Do US Citizens Abroad Pay US Tax (Definition & Examples)

Do US Citizens Abroad Pay US Tax (Definition & Examples)

Do US Citizens Abroad Pay US Tax

If a US citizen resides outside of the United States, they are still required to pay US tax on income they generate either in the United States or overseas. That is because the United States follows a worldwide income tax model – otherwise refer to Citizenship-Based Taxation (CBT). And, Citizenship-Based Taxation is a misnomer because it is not limited to us citizens, but actually applies to us citizens, Lawful Permanent Residents, and other foreign nationals who meet the Substantial Presence Test. It is important to note that just because a person resides overseas does not mean that they are no longer required to pay US tax. While a person who formally expatriates from the United States then they may be able to avoid paying US tax on any income that is not considered US-source, just being an expat is not enough to avoid filing US Taxes. Let’s take a brief look by example:

US Citizen with Foreign Income

Michelle is a US citizen who resides outside of the United States. She earns all her income from foreign sources and is tax compliant in the foreign country she resides. She has not filed US tax returns because she was under the impression that since all of her income is foreign and she resides outside of the United States, she does not have the file a US tax return, but that is incorrect.
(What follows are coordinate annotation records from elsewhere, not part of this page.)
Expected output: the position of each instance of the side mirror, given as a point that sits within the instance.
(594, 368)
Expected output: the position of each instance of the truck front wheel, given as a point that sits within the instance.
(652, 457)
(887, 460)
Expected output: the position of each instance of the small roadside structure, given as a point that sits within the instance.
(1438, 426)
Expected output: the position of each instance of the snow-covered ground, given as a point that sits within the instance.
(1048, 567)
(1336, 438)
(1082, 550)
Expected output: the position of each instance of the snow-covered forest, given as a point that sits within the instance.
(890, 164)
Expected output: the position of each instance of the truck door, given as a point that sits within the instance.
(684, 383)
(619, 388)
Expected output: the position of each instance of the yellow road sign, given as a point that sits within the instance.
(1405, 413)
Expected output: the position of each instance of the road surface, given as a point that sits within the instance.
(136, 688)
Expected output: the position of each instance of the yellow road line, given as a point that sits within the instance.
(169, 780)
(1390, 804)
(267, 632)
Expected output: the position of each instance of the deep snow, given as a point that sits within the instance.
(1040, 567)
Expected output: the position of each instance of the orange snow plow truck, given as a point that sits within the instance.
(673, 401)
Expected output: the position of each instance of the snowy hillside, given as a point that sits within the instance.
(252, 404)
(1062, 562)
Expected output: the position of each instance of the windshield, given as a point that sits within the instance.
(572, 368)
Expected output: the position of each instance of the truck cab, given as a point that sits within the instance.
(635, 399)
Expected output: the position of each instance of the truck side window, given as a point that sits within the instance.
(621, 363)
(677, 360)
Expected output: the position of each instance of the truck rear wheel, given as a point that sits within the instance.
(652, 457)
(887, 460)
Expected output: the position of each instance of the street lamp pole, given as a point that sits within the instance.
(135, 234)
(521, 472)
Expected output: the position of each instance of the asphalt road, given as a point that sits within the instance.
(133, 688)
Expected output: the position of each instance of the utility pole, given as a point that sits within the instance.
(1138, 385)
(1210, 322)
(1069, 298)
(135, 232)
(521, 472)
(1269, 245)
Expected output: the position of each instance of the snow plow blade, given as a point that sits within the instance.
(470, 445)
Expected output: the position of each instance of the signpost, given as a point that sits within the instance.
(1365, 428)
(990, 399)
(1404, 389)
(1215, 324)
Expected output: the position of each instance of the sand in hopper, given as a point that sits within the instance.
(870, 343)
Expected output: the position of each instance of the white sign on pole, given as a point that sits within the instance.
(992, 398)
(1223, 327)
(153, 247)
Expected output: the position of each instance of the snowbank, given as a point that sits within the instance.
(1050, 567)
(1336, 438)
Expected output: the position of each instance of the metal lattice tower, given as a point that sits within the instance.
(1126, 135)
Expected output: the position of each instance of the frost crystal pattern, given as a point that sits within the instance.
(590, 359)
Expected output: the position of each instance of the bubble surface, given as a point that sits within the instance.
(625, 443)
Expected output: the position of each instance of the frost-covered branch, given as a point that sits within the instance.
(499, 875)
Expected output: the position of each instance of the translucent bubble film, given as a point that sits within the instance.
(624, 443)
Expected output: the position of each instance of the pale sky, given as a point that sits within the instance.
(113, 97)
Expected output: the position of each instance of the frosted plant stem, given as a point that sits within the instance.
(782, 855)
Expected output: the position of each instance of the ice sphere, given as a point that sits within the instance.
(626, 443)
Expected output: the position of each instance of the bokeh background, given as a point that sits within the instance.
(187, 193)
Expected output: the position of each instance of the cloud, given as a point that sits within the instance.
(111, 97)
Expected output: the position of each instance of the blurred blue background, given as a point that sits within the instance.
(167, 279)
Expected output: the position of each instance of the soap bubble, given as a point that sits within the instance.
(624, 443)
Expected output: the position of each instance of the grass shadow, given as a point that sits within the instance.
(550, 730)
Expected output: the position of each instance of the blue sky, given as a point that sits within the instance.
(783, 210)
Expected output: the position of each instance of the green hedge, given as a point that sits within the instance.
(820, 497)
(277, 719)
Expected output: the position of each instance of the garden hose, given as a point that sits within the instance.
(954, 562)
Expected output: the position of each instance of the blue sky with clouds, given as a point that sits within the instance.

US Tax Return and Reporting

Since Michelle is a US citizen, she is considered a US person even if she resides in a foreign country. Therefore, Michelle is still required to file a US tax return to report her worldwide income in accordance with CBT.

Tax Due Date 6/15

Because Michelle lives overseas, she can submit her tax return two months after the due date in June and not April. With that said, she should still pay her US taxes by April 15.


Since Michelle is a US person and has foreign bank and financial accounts that exceed $10,000 in annual aggregate total, she is also required to file the annual FBAR. It does not matter that she resides overseas because the FBAR required by our US persons no matter where they reside. The form is filed electronically and on the FinCEN website (FBAR is not a “tax” form).

International Information Reporting Form

Michelle has some other international reporting requirements as well. Her aunt is a non-US person that left her an inheritance of $400,000 last year, so she is required to file Form 3520 to report a foreign gift. In addition, Michelle is a 53% owner of a foreign company and part owner of a family foreign trust, so she may also need to File Form 3520-A and Form 5471.

Foreign Earned Income Exclusion

Since Michelle resides outside of the United States for a majority of the year and met the Physical Presence Test, she should qualify for the Foreign Earned Income Exclusion which will allow her to exclude upwards of $110,000 of her foreign income US taxes — she may also be able to exclude some of her foreign housing.

Foreign Tax Credits (FTC)

Michelle has also paid a significant amount of tax in the foreign country on her passive earnings such as dividends and capital gains. Therefore, when Michelle files her US tax return, she may also qualify for certain foreign tax credits to reduce — if not eliminate — any double taxation. She would file Form 1116 to claim her individual foreign tax credits.

Streamlined Foreign Offshore Procedures

Since Michelle lives outside of the United States for more than 330 days, she should qualify for the Streamlined Foreign Offshore Procedures in order to get into compliance for prior-year non-filing. Michelle is non-waffle and under the Streamlined Foreign Program, all penalties including FBAR and FATCA should be waived.